Secondo, «il compito appare assai problematico se pensiamo al disorientamento in cui viviamo e al clima diffuso di relativismo che si respira. Perciò nella realizzazione di questo nuovo compito educativo della scuola i cristiani possono e devono essere presenti per offrire contenuti corretti». Significa che tutto l’insegnamento, in tutte le materie e tutte le discipline, va «riempito di contenuti».
E infatti, terzo, «è tempo di passare a elaborare concreti “pacchetti di contenuti” di alto profilo per un approfondimento delle questioni epistemologiche e didattiche più significative alla luce della antropologia cristiana, da offrire come sussidio da valutare con docenti e genitori, avvalendosi anche dell’apporto di Università, Centri culturali ed editoriali cattolici». Come si vede, ogni aspetto dell’insegnamento, in una visione nuova per la scuola italiana, va a collocarsi in un paesaggio religioso (descritto come “antropologia cristiana”). L’insegnamento della religione non è più una materia, ma il punto generatore di tutte le altre materie.
Quarto, «già da queste indicazioni ci si rende conto di quali spazi siano riservati alla responsabilità di diocesi e parrocchie oltre che degli operatori scolastici. Ma non solo. Va valorizzata la pluralità tipica di gruppi, movimenti, aggregazioni e istituzioni presenti sul territorio che già operano nella scuola in diversi campi. Ad esempio lo sport, la musica, il teatro, l’assistenza, la carità, l’animazione di vario genere, l’attenzione verso il mondo della natura e dell’ambiente, il dialogo interculturale e inter religioso... non possono essere lasciati in balia dello spontaneismo e della approssimazione, o magari in mano a progetti basati su principi non condivisibili. Occorre programmare un piano e una strategia di medio e lungo termine».

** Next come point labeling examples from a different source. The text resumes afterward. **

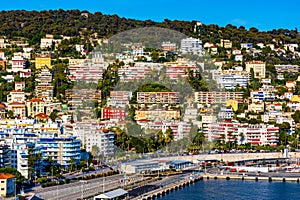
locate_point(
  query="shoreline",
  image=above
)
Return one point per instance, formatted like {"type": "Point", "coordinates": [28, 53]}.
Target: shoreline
{"type": "Point", "coordinates": [160, 192]}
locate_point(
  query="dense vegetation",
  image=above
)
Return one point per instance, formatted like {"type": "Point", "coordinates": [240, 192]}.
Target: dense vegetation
{"type": "Point", "coordinates": [34, 25]}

Esiste dunque una autorità, non scolastica e non della Repubblica italiana, in grado di stabilire nella scuola italiana, che cosa è un progetto condivisibile e che cosa non lo è. Ciò porta al formarsi di una élite che sarà depositaria - nella scuola italiana che era stata immaginata libera e laica dalla Costituzione - di una nuova autorità. Sono le «associazioni professionali di ispirazione cristiana di docenti della scuola statale e di quella paritaria che devono essere coinvolte nella fase di elaborazione delle nuove prospettive professionali e - in ambito ecclesiale - adeguatamente sostenute nel loro prezioso servizio di mediazione». Tutto ciò appare perfettamente comprensibile come posizione della Chiesa cattolica.
Ma qui stiamo parlando di un documento che è stato firmato dal ministro italiano dell’Istruzione. E’ vero che di quell’istruzione non si dice più che è pubblica. Ma persino il testo vescovile che abbiamo appena citato fa riferimento alle scuole statali. D’ora in poi dopo una firma che è legge, perché si richiama esplicitamente ai protocolli dei Patti Lateranensi, la scuola di Stato italiana è rigorosamente confessionale.
E’ una scuola fondata - non durante l’ora di religione ma nell’insieme del suo insegnamento - sulla specifica ed esclusiva visione teologica della Chiesa cattolica. L’evento cambia drammaticamente il senso del rapporto tra Stato e Chiesa in Italia. Ci si domanda come tutto ciò possa essere avvenuto al di fuori di ogni pubblicità (salvo questa comunicazione finale, a cose avvenute) e fuori dal Parlamento.